Superbrain yoga: An exercise that can make you smart?

July 21, 2015 Ashley 0 Comments

I get so bored when I’m doing non-cardio exercise.

Weights. Squats. Scissor kicks… These things don’t bother me because they’re hard or they hurt – but because I can’t help but wonder the whole time how much other stuff I could be getting done. How many articles could I have written in this time? How many errands? How many more dogs could I have procured from the pound, sealing in my future fate for good as a hound hoarder? While I’ve found it’s tough to truly multitask attention demanding activities while doing tricep extensions (protip: never try to conduct a stove full of frothing hot pots into a meal while simultaneously indulging your somatic vanity practice), I did happen to come across something today that could be a good shoe in. It’s something that marries your efforts toward one popular exercise with something else that’s fairly productive too – like training your brain how to take over the world.

Well, kinda.

What it’s called is Superbrain yoga. Started by a dude called GrandMaster Choa Kok Sui (legit name, seeing as he sounds like someone who multitasks himself – namely in being a sushi chef who operates from the inside of a DJ booth), the idea’s that you boost your brain’s efforts by harnessing some deep, primordial power within yourself by doing a variation of that one thing you’re already doing so that you don’t have to wear a sarong all summer. I tend to like this primoridal concept in theory, too, though. The idea that I have secret fairy powers within me and the only reason I’m not capable of moving cars with my mind yet’s ‘cause I’m just not trying hard enough is insanely appealing. However, as a reluctant woman of science, I tend to require just a few studies and stats before I can give credence to what I’m hearing. So, let’s look at the process first and then see why it maybe works:

Per ehow, the process goes thusly:

Remove any jewelery and stand up straight facing east, the direction of the sunrise. Place the tip of your tongue just behind your teeth on the roof of your mouth as if you were about to say the word “la” and keep it there until you complete the exercise.

Grasp your right earlobe with your left hand. Place your thumb on the outside of the earlobe and your index finger behind the ear lobe. Squeeze gently.

Grasp your left earlobe with your right hand. Place your thumb on the front of the earlobe and your index finger behind the ear lobe. Squeeze gently. Ensure that your right arm is on top of your left arm. Keep your thumbs and fingers on your lobes like this until you complete the exercise.

Inhale through your nose while slowly lowering yourself into a squatting position. Hold your breath for a count of two while squatting.

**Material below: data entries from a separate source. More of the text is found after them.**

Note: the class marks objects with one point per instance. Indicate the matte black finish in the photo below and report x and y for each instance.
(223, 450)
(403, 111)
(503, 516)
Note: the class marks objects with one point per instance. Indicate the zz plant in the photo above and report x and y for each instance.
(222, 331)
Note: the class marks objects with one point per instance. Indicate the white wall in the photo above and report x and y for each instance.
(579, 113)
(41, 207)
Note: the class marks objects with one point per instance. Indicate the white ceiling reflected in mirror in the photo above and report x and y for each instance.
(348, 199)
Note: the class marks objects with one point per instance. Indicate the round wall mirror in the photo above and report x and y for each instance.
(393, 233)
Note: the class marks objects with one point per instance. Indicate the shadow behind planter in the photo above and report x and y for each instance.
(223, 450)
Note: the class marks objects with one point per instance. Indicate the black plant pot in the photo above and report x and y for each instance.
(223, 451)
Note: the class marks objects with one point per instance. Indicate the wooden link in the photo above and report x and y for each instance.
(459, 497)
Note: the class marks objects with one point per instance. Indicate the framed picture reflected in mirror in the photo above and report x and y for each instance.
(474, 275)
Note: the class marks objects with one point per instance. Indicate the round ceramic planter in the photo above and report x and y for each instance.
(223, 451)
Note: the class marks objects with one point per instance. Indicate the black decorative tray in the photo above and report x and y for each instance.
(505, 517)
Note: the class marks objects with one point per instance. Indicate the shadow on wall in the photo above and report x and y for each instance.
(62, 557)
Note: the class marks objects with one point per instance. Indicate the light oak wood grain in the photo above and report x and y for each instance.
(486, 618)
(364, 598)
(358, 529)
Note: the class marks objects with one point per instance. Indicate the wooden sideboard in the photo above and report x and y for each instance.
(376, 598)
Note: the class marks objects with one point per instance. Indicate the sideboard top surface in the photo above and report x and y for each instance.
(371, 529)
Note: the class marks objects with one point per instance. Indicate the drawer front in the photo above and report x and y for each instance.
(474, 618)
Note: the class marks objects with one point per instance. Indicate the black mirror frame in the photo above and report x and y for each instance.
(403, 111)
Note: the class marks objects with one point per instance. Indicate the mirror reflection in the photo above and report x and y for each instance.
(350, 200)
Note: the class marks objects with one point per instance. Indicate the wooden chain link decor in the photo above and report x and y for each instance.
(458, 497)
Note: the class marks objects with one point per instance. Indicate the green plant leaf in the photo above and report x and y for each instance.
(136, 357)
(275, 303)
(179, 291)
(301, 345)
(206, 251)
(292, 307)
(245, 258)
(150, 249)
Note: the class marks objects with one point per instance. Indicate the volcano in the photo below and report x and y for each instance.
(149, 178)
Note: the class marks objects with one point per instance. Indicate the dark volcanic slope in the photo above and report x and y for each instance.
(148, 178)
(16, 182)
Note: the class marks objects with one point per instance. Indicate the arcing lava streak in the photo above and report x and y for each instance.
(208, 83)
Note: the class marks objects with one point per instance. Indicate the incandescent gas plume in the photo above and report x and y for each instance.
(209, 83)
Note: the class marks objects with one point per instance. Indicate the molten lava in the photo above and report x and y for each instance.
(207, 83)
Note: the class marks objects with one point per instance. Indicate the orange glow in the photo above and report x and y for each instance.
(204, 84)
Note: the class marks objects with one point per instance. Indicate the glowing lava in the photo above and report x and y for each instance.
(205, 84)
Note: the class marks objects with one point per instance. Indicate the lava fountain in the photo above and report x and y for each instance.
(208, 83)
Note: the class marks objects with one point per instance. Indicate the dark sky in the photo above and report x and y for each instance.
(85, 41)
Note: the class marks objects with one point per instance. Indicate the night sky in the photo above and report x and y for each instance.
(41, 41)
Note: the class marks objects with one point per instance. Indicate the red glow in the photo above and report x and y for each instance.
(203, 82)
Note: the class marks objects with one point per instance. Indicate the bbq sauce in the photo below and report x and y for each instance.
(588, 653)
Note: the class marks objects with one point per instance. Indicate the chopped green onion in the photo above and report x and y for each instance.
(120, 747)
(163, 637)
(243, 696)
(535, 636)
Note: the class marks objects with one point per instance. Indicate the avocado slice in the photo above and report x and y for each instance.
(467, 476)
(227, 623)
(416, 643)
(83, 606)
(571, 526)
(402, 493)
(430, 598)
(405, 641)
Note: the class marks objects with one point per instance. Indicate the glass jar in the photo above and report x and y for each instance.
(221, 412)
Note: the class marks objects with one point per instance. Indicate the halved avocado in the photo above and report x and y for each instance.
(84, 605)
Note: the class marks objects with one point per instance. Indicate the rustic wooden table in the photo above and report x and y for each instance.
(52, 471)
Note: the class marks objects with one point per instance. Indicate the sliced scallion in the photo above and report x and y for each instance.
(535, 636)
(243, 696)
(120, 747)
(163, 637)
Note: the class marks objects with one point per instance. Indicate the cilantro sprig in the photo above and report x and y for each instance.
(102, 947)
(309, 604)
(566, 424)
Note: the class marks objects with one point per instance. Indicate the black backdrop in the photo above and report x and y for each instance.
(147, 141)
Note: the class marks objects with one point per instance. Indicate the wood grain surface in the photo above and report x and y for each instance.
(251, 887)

Exhale as you come back up to the starting position.

Repeat the squatting movement 18 times as you inhale going down and exhale coming up. Remove your hands from your earlobes and let your tongue return to its normal position.

So… wait. That’s it?

Squats with my pinnas gripped betwixt my fingers?

Alright – I’ll bite. I guess. But at least explain to me how this peculiar practice works?

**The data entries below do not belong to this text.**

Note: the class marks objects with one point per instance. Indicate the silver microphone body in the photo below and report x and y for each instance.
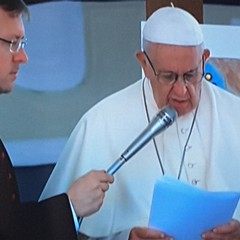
(160, 122)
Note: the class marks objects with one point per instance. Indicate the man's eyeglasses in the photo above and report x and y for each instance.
(169, 78)
(15, 45)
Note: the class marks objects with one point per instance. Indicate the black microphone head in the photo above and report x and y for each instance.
(171, 113)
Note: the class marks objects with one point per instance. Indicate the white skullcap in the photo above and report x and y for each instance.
(173, 26)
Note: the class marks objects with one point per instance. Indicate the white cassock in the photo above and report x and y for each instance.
(211, 162)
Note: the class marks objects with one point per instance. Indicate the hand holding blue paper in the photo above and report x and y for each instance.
(185, 212)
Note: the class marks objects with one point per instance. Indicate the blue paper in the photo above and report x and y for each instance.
(186, 212)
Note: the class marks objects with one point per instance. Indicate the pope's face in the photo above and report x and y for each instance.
(165, 62)
(11, 28)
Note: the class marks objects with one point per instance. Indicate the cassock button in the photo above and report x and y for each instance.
(195, 181)
(9, 176)
(13, 197)
(184, 130)
(191, 165)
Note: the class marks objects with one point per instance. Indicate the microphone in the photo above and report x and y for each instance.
(160, 122)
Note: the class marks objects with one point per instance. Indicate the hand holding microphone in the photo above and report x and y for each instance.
(163, 120)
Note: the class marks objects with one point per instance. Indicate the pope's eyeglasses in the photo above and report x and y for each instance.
(169, 78)
(15, 45)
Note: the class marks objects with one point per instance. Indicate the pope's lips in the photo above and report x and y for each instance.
(14, 73)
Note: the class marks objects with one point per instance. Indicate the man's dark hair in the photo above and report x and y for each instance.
(14, 7)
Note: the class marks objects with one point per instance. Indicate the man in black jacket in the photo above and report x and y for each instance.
(54, 218)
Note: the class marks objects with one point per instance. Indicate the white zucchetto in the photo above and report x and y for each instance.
(173, 26)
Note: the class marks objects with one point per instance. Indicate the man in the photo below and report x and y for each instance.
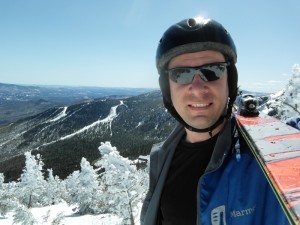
(204, 173)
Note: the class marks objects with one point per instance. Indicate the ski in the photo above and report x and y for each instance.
(276, 147)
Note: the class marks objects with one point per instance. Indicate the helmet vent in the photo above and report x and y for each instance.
(191, 22)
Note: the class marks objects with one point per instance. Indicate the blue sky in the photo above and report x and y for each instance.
(112, 43)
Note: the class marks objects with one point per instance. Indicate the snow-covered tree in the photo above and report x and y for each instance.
(122, 184)
(23, 216)
(31, 188)
(83, 188)
(8, 200)
(291, 101)
(55, 190)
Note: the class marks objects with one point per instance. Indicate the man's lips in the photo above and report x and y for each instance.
(200, 105)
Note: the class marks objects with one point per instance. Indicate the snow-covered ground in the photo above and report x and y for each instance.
(121, 188)
(46, 215)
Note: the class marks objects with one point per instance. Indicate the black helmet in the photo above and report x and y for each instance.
(194, 35)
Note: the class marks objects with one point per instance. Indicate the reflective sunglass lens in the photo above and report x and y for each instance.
(210, 72)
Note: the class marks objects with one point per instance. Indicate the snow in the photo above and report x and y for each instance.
(285, 103)
(61, 115)
(111, 116)
(111, 197)
(119, 190)
(46, 215)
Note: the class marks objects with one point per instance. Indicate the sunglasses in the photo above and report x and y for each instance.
(207, 72)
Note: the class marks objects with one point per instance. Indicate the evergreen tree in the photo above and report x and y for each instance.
(123, 186)
(31, 187)
(83, 188)
(55, 190)
(23, 216)
(8, 200)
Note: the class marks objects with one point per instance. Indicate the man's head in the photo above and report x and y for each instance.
(195, 43)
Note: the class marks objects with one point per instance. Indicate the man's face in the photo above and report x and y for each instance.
(200, 103)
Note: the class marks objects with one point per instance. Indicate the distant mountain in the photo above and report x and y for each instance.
(65, 134)
(20, 101)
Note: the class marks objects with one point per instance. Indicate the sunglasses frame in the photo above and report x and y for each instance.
(198, 71)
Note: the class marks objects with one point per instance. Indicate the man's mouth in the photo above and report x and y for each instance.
(199, 105)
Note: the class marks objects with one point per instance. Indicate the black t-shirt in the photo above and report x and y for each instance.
(179, 198)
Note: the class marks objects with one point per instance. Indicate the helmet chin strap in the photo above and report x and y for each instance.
(216, 124)
(208, 129)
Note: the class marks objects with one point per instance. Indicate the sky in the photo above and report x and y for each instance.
(112, 43)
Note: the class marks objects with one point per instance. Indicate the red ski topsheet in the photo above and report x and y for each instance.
(277, 146)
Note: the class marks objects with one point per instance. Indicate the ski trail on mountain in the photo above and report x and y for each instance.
(111, 116)
(61, 115)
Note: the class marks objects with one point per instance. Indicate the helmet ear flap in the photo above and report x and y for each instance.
(232, 81)
(165, 88)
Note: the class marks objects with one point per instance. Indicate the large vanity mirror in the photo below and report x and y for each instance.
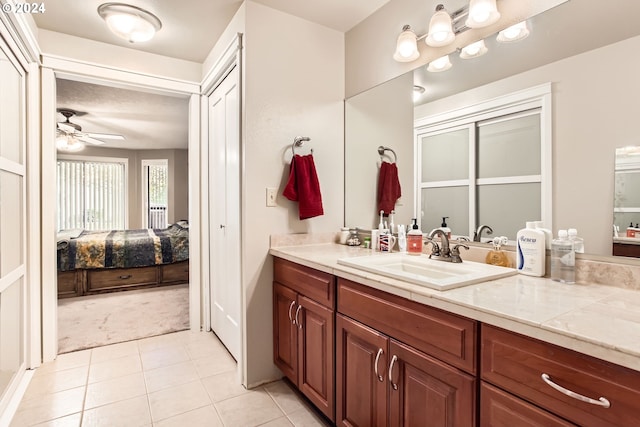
(594, 91)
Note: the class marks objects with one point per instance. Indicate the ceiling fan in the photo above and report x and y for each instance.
(74, 131)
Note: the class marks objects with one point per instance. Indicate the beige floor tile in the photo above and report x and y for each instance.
(117, 367)
(164, 356)
(208, 366)
(248, 410)
(169, 376)
(306, 417)
(223, 386)
(68, 421)
(125, 413)
(114, 351)
(178, 400)
(67, 361)
(52, 382)
(114, 390)
(287, 399)
(49, 407)
(201, 417)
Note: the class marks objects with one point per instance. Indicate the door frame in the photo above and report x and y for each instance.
(230, 58)
(54, 67)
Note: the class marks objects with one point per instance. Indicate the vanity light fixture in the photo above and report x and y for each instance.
(130, 22)
(473, 50)
(482, 13)
(438, 65)
(514, 33)
(68, 143)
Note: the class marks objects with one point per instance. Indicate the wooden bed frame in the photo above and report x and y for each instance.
(81, 282)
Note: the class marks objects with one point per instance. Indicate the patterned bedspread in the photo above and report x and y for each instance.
(124, 248)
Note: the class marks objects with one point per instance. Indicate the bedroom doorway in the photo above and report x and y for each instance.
(224, 212)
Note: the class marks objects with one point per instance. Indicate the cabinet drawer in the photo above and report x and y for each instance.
(446, 336)
(317, 285)
(178, 272)
(516, 363)
(110, 279)
(501, 409)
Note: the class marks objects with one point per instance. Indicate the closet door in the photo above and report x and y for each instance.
(12, 224)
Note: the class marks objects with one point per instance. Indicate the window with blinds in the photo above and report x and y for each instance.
(91, 194)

The idea is that, by holding onto the lobes of your ears with opposite hands, you’re not only activating acupressure points, but you’re also upping your alpha wave game while inducing synchronization between right and left brain hemispheres. By grabbing the right side with your left duke and vice versa, you’re forcing each side of your brain to wake up at the same time and thus cooperate. The two hemispheres synch up, and boom. You’re in the zone. That zone that athletes enter for a World Cup winning kick. The zone Van Gogh went into so hard that that’s obviously why he cut off one of his ears – just to keep himself from abusing this fantastic practice anymore. The zone Lady Gaga goes to that makes her talk about “honoring vomit”. And where’s that honorable, ingenious brain vomit come from? What’s so great about the two hemispheres meeting eachother halfway that turns New Yorkian Jane Does of the world into egg dwelling illuminati superstars? Well, I suppose it has to do with that feeling you get when you take a right versus left brain quiz and wish you were both. Can’t I be creative and logical? The answer is yes, according to SuperBrain Yoga practitioners (and the brain scans that’ve followed their routine). Sure, some of the greats (like everyone I mentioned above, probably) access that via other practices. But, if you haven’t found out how to get there yet – mayhaps you too can be both imaginatively artsy and mathematically rational by doing this for just “one minute a day”. Plus you’ll have a leg up on the competish since you’ll have a tap-able booty to boot. Which makes my final vote a yes. I nominate this odd looking activity as being worth a try. I mean, these dudes have nothing to sell. They’re just sharing for free something they think works.

Plus it’s something to do if you get easily distracted during fat blasting time like me.

Couldn’t hurt.

Unlike burning down your house while firing up your arm muscles.